= Alfred Pinsky =

Canadian painter

Alfred Pinsky (March 31, 1921 - November 21, 1999) was a Canadian artist and art educator. He was described as part of the informal Jewish Painters of Montreal group.

==Professional history==

Pinsky's artistic education began at Baron Byng High School, where he was a student of, and later assistant to, Anne Savage.

During the Second World War, Pinsky served in the Royal Canadian Air Force, and subsequently moved to Nova Scotia; he later returned to Montreal, where he co-founded the Montreal Art School.

In 1960, when Sir George Williams University established its Department of Fine Arts, Pinsky served as its first chairman, in 1974, Sir George Williams University merged with Loyola College to become Concordia University, and in 1975, Pinsky became Concordia's first Dean of Fine Arts.
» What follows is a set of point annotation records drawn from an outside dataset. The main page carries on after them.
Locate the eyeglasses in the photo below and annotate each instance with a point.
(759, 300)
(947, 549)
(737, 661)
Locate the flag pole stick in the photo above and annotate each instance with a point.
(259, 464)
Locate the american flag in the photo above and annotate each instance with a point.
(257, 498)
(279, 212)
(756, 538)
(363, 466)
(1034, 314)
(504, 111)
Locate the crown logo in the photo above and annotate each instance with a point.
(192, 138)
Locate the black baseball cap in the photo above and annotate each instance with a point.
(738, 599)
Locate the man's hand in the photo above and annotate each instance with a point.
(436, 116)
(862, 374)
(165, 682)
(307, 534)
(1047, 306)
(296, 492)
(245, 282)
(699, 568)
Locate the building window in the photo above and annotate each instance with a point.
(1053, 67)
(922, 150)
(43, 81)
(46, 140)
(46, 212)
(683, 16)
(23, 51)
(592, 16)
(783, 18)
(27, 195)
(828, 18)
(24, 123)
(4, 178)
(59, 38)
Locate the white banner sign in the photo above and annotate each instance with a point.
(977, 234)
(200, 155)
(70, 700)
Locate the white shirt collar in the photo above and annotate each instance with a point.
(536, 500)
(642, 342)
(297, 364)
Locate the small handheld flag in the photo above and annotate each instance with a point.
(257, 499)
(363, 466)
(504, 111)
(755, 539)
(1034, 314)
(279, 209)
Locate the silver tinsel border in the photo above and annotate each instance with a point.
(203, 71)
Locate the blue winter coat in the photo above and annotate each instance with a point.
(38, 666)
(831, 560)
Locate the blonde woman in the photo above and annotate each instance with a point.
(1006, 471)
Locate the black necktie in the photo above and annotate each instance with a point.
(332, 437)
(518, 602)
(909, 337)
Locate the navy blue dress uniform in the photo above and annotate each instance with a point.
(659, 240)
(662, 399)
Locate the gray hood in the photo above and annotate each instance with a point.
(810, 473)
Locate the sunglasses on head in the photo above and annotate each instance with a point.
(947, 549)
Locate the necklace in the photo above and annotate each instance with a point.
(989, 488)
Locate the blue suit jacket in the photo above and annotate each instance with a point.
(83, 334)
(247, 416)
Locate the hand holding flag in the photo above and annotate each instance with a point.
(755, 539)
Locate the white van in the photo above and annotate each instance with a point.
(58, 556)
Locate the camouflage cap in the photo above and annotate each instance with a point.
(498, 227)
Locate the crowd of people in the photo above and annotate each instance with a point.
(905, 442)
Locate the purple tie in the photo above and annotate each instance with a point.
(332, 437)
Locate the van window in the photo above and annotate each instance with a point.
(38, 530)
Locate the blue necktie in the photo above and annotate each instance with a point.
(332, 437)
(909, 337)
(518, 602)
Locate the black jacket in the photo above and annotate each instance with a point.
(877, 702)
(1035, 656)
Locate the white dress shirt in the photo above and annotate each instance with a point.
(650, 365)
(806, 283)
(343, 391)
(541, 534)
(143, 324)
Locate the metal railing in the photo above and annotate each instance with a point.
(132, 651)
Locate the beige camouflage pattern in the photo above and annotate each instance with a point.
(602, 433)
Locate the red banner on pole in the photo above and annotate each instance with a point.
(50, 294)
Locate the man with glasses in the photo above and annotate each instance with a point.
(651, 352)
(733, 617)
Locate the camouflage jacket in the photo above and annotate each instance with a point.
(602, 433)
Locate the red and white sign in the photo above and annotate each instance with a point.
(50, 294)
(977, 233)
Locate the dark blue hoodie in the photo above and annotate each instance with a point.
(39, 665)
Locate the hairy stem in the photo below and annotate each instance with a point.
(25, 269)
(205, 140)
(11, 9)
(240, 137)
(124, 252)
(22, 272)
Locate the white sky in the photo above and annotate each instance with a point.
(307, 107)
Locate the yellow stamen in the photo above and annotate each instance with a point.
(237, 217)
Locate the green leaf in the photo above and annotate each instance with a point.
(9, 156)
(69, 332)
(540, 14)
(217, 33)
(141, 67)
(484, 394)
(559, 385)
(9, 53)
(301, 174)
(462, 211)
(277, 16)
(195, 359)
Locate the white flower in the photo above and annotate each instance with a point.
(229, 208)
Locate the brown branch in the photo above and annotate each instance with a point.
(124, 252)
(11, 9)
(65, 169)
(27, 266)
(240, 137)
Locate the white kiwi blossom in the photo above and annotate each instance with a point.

His students included Mary Pratt and Joan Rankin.

==Personal life==

In 1945, Pinsky married fellow artist Ghitta Caiserman; they had one daughter, Kathe, but divorced in 1959. He subsequently married fellow artist Claire Hogenkamp.

==Honors==
Every year, Concordia University awards the Alfred Pinsky Medal to the highest-ranking student graduating with a Bachelor of Fine Arts.